Our founding document, the Declaration of Independence, was clear on this point:

“When in the Course of human events it becomes necessary for one people to dissolve the political bands which have connected them with another and to assume among the powers of the earth, the separate and equal station to which the Laws of Nature and of Nature’s God entitle them, a decent respect to the opinions of mankind requires that they should declare the causes which impel them to the separation.”

Some would have us believe that reference to natural law is a veiled attempt simply to establish a new “conservative” brand of judicial activism.

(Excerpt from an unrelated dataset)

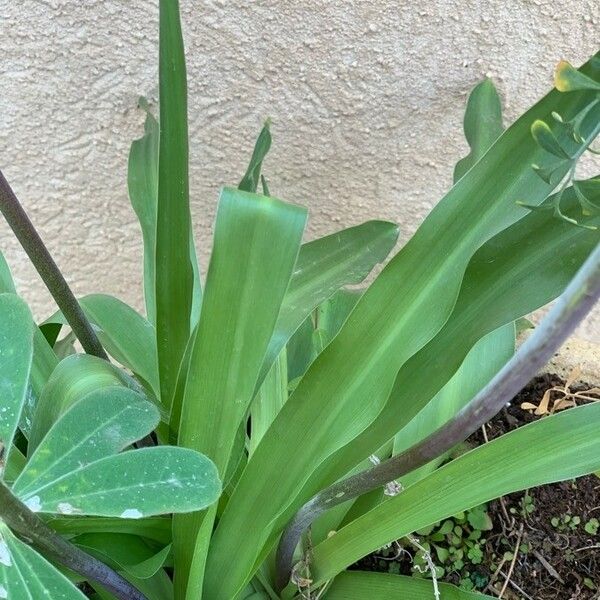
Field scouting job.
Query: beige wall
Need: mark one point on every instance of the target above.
(366, 99)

These pundits, though, disregard the Founders’ view of natural law as seen in the Declaration as well as the natural law’s emphasis on the necessity for officials (including judges) to act only within the bounds of their legitimate authority.

Summary:

1.      Judges should be evaluated according to their judicial records and commitment to the limited judicial role, not attacked for their privately held religious views.

2.     Those who would nominate and confirm judicial activists disenfranchise the faithful Catholic voter.

3.     Catholic leaders have a duty to respect their constituents and their Church’s traditional commitment to natural law tradition when considering judicial appointees.